Quand les Sauvages arrivèrent, ils se mirent à courir çà et là en masse et sans aucun ordre. WILL ATKINS en laissa passer près de lui une cinquantaine; puis, voyant venir les autres en foule, il ordonna à trois de ses hommes de décharger sur eux leurs mousquets chargés de six ou sept balles, aussi fortes que des balles de gros pistolets. Combien en tuèrent-ils ou en blessèrent-ils, c'est ce qu'ils ne surent pas; mais la consternation et l'étonnement étaient inexprimables chez ces barbares, qui furent effrayés au plus haut degré d'entendre un bruit terrible, de voir tomber leurs hommes morts ou blessés, et sans comprendre d'où cela provenait. Alors, au milieu de leur effroi, William ATKINS et ses trois hommes firent feu sur le plus épais de la tourbe, et en moins d'une minute les trois premiers, ayant rechargé leurs armes, leur envoyèrent une troisième volée.

Si Williams ATKINS et ses hommes se fussent retirés immédiatement après avoir tiré, comme cela leur avait été ordonné, ou si le reste de la troupe eût été à portée de prolonger le feu, les Sauvages eussent été mis en pleine déroute; car la terreur dont ils étaient saisis venait surtout de ce qu'ils ne voyaient personne qui les frappât et de ce qu'ils se croyaient tués par le tonnerre et les éclairs de leurs dieux.

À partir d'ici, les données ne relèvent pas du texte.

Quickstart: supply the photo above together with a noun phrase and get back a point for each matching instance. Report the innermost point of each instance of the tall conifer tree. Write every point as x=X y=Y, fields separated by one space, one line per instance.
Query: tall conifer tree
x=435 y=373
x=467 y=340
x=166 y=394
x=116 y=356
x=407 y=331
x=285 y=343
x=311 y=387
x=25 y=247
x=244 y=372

Mais William ATKINS, en restant pour recharger, découvrit la ruse.

NOUVELLE INCURSION DES INDIENS

Quelques Sauvages, qui les épiaient au loin, fondirent sur eux par derrière; et, bien que ATKINS et ses hommes les eussent encore salués de deux ou trois fusillades et en eussent tué plus d'une vingtaine en se retirant aussi vite que possible, cependant ils le blessèrent lui-même et tuèrent avec leurs flèches un de ses compatriotes comme ils tuèrent ensuite un des Espagnols et un des esclaves indiens acquis avec les femmes. Cet esclave était un brave compagnon, qui avait combattu en furieux. De sa propre main il avait tué cinq Sauvages, quoiqu'il n'eût pour armes qu'un des bâtons ferrés et une hache.

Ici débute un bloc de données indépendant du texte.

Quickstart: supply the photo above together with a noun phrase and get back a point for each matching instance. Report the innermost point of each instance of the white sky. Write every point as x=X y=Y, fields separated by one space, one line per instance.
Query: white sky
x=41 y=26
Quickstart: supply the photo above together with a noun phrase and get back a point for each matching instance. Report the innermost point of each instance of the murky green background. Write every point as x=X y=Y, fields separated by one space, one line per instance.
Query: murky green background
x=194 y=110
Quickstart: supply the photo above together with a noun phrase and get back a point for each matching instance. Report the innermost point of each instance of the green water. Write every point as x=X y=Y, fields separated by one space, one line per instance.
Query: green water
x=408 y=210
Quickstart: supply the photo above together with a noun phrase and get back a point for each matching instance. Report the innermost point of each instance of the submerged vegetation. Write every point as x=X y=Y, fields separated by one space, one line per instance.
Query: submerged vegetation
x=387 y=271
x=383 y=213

ATKINS étant blessé et deux autres étant tués, nos hommes, ainsi maltraités, se retirèrent sur un monticule dans le bois. Les Espagnols, après avoir fait trois décharges opérèrent aussi leur retraite; car les Indiens étaient si nombreux, car ils étaient si désespérés, que malgré qu'il y en eût de tués plus de cinquante et un beaucoup plus grand nombre de blessés, ils se jetaient sans peur du danger sous la dent de nos hommes et leur envoyaient une nuée de flèches. On remarqua même que leurs blessés qui n'étaient pas tout-à-fait mis hors de combat, exaspérés par leurs blessures, se battaient comme des enragés.

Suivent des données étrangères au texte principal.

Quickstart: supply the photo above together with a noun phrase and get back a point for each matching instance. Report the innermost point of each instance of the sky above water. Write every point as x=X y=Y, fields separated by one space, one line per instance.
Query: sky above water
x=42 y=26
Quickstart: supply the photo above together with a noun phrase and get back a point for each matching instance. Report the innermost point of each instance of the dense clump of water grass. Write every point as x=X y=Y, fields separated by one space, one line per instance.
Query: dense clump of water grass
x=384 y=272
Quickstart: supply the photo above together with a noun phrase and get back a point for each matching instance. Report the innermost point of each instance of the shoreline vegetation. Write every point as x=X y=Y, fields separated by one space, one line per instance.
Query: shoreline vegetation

Nos gens, dans leur retraite, avaient laissé derrière eux les cadavres de l'Espagnol et de l'Anglais. Les Sauvages, quand ils furent arrivés auprès, les mutilèrent de la manière la plus atroce, leur brisant les bras, les jambes et la tête avec leurs massues et leurs sabres de bois, comme de vrais Sauvages qu'ils étaient. Mais, voyant que nos hommes avaient disparu, ils semblèrent ne pas vouloir les poursuivre, formèrent une espèce de cercle, ce qu'ils ont coutume de faire, à ce qu'il paraît, et poussèrent deux grands cris en signe de victoire; après quoi ils eurent encore la mortification de voir tomber plusieurs de leurs blessés qu'avait épuisés la perte de leur sang.

Le gouverneur espagnol ayant rassemblé tout son petit corps d'armée sur une éminence, ATKINS, quoique blessé, opinait pour qu'on se portât en avant et qu'on fît une charge générale sur l'ennemi. Mais l'Espagnol répondit:—«Señor ATKINS, vous avez vu comment leurs blessés se battent; remettons la partie à demain: touts ces écloppés seront roidis et endoloris par leurs plaies, épuisés par le sang qu'ils auront perdu, et nous aurons alors beaucoup moins de besogne sur les bras.»

L'avis était bon. Mais WILL ATKINS reprit gaîment:—«C'est vrai, señor; mais il en sera de même de moi, et c'est pour cela que je voudrais aller en avant tandis que je suis en haleine.»—«Fort bien, señor ATKINS, dit l'Espagnol: vous vous êtes conduit vaillamment, vous avez rempli votre tâche; nous combattrons pour vous si vous ne pouvez venir; mais je pense qu'il est mieux d'attendre jusqu'à demain matin.»—Ils attendirent donc.